Indeed, it is usually a problem. Now, lets' have a look at the datasheets of some PHY chips, just to check.
Here is the Absolute Maximum Ratings of a typical ETH PHY, the KSZ8051 (from Micrel, now Microchip):
Here is the Absolute Maximum Ratings of another one, the LAN8720 (I know, it's Microchip too, but they just bought everybody, it's not my fault):
So, as long as you are within this, it is fine. And with normal levels on the ethernet pairs and proper biasing of the transformer, you should be within this.
When the chip can be damaged by providing an input voltage while powered off, the datasheet indicates something like VCC+0.5V as its maximum input voltage. Here, we have an absolute value, so the input voltage tolerance does not depend whether the chip is powered or not.
Note that in the case of ethernet PHYs, all solutions of course take this into account, and no PHY can be damaged when there is signal but no power applied. This is the same for RS-232, RS-485 drivers, CAN drivers, etc... They are all immune to this problem, or nobody would buy them.
Apologies... Following a few comment exchanges with @SimonRichter (see below), I realized that actually, what I say above would be correct and complete for any kind of physical interface except ethernet. The reason being: there is a transformer to isolate the node and the cable. The center tap of the transformer is usually tied to the supply rail to bring the signal within the input range specs, and all is fine. But when the circuit is not powered, the supply rail is zero and the signal becomes centered around ground. So it would exceed the maximum ratings when going negative.
So I started thinking hard 1, but did not find an explanation.
What I guarantee for sure is that it is not a problem. Ethernet PHYs and ethernet signaling are designed so that it doesn't break when an unpowered node is connected to a powered node, and you don't have to take particular precautions in your circuit to be safe in this respect.
But it's true that I had a look at several PHY datasheets, and the maximum ratings are not actually enough to guarantee that, and I never saw a chapter that explains why it is still safe.
So, well, I must admit I don't know the full answer, actually.
Therefore, I have set a bounty on that question so somebody explains us, with concrete facts, how it can be safe, or provide actual proofs that the datasheets are lacking some information (like an extended safe range for TX/RX pairs that is not specified).

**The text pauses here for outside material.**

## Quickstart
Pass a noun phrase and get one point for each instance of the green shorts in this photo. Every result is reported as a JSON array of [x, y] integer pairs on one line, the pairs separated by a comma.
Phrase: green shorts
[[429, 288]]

1 - First, I thought maybe the protection diodes would bring back the signal within range. But it can't: the center tap would then have to supply the whole circuit, which doesn't make sense. Then I thought maybe the link detection protocol was specified in a way that it can actually never happen: the normal ethernet signal never being sent unless the other side identifies that the distant node is actually active and powered. But it doesn't make sense either: the link detection protocol is using normal ethernet signaling.